Entretient bio akli

Entretien le 04/12/2003
Nous avons rencontré Akli Mellouli, militant associatif à l’époque de la marche. Aujourd’hui, conseiller municipal PS de Bonneuil-sur-Marne dans le Val-de-Marne, il nous donne son impression vingt ans après…
1. Quel souvenir gardes-tu de cette période 1983-84 ? As-tu participé à ces marches ?
A l’époque j’étais animateur dans une MJC du Val-de-Marne. On a suivi les événements dans les médias comme la plupart des gens. Pour sensibiliser les jeunes de nos quartiers à ce combat, on a organisé un tournois de football dont la finale a eu lieu au stade Charléty. Un match qui opposa Créteil/Bonneuil à Bondy et dont l’arbitre était Daniel Cohn-Bendit ! Après cela, certains d’entre nous ont participé à la Marche pour l’égalité, celle qui avait eu lieu à mobylette…
2. Quel bilan tires-tu 20 ans après ?
Sur la durée, un élément positif est qu’il y a eu une prise de conscience, l’élément négatif est que l’instrumentalisation a été très rapide. C’est à ce moment que le concept de  » beur  » est apparu. Pour moi, c’est un terme péjoratif parce qu’il suggère un  » entre deux « . Pas tout à faire maghrébien et pas entièrement Français. En outre, à l’époque, on a éludé la question de l’islam. Rien n’a été fait dans le sens d’une sécularisation de l’islam et aujourd’hui, ça nous revient comme un retour de bâton. Un des enseignements de ces vingt ans c’est qu’on a oublié l’universalité. La société n’est pas en capacité d’accueillir ces personnes issues de l’immigration.
3. Entre la tentation communautariste et l’individualisme, comment lutter pour « l’intégration » et garder le sens du collectif ?
On manque cruellement de symboles. Le système lui-même fonctionne mal. Hier la société politique nous victimisait, aujourd’hui elle se justifie, se comportant comme si elle était  » obligée  » de nous intégrer politique.
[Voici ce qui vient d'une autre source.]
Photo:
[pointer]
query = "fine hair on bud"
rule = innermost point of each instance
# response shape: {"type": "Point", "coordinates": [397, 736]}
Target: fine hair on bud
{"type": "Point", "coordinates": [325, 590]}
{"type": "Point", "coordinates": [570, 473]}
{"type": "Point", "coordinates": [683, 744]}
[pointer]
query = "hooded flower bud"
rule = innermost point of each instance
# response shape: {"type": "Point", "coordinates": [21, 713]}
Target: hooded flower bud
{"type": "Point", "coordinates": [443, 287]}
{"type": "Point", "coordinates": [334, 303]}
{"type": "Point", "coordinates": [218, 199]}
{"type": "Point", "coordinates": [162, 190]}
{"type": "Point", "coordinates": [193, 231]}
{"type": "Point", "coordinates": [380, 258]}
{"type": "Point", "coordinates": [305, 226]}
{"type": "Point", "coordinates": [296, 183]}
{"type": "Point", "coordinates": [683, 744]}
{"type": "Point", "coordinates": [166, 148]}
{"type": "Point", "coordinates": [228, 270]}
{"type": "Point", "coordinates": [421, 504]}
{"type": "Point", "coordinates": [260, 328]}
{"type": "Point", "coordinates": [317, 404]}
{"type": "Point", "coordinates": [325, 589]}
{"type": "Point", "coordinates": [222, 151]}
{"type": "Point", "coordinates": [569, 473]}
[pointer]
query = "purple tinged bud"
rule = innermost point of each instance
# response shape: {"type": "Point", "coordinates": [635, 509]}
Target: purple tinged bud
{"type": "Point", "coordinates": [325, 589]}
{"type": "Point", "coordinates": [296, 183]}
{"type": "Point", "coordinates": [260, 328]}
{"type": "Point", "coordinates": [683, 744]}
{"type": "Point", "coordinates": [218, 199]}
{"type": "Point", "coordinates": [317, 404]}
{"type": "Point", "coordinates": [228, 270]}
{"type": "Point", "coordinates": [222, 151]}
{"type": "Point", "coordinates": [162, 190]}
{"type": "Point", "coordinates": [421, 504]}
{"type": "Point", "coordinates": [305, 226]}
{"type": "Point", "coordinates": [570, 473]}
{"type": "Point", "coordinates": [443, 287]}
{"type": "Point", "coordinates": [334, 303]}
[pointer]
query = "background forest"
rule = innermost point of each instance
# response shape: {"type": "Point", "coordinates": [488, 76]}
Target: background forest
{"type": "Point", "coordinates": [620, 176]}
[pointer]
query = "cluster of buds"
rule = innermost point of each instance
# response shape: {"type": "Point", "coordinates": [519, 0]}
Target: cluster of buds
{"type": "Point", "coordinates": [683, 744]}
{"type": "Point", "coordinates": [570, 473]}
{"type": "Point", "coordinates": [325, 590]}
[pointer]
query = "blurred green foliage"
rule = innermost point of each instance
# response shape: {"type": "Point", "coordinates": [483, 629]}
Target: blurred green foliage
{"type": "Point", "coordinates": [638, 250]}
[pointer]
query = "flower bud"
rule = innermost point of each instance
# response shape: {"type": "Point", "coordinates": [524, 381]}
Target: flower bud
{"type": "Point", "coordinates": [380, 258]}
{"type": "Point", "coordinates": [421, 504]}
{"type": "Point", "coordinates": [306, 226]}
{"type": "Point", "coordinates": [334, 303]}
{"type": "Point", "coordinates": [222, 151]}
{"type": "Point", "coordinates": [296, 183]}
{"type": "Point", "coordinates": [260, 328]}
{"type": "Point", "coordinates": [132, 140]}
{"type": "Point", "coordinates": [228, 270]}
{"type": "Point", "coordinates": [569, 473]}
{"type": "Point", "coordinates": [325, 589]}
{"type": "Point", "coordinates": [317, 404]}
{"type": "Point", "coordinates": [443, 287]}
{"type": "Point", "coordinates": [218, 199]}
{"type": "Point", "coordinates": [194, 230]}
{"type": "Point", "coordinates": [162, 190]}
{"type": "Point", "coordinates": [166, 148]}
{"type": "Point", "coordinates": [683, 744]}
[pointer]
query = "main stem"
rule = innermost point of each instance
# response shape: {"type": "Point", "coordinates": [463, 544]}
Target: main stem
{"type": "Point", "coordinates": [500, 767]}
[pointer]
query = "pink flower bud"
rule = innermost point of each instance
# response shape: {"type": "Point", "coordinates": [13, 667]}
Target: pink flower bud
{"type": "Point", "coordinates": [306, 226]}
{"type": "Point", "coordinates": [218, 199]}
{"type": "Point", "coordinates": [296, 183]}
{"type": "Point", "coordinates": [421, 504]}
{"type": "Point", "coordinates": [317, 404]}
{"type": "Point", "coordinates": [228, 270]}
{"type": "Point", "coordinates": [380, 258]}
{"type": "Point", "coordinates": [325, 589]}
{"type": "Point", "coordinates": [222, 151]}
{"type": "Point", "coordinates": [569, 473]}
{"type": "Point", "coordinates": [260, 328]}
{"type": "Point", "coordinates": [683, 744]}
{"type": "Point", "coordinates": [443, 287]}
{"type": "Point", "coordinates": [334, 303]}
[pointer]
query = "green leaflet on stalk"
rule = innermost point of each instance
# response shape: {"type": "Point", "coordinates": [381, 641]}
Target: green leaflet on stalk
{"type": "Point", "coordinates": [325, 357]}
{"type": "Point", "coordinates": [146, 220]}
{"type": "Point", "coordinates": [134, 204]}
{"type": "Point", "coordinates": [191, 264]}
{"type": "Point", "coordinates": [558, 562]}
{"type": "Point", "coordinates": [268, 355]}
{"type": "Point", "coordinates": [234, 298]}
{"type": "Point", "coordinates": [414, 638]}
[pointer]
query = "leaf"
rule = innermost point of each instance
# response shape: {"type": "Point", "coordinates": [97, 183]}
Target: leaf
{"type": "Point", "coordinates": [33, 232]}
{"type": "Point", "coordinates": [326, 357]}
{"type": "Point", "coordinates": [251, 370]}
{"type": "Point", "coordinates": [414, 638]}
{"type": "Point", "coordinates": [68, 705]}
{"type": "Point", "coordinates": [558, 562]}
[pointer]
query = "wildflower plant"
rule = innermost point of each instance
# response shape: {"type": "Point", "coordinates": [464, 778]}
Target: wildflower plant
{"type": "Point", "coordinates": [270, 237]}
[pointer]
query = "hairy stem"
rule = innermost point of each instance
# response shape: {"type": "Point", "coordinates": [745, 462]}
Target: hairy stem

Il faut développer une culture de l’égalité, car les vraies luttes portent sur les inégalités sociales.
Aujourd’hui, les gens veulent choisir leur vie. Il y a un véritable enjeu autour de la notion d’émancipation en même temps qu’on doit reproduire du sens commun pour lutter contre l’individualisme et le repli sur soi.
20 ans après, on attend de la gauche qu’elle abolisse une autre double peine, celle de l’isolement et de la discrimination et qu’elle se batte pour faire triompher une culture de l’égalité.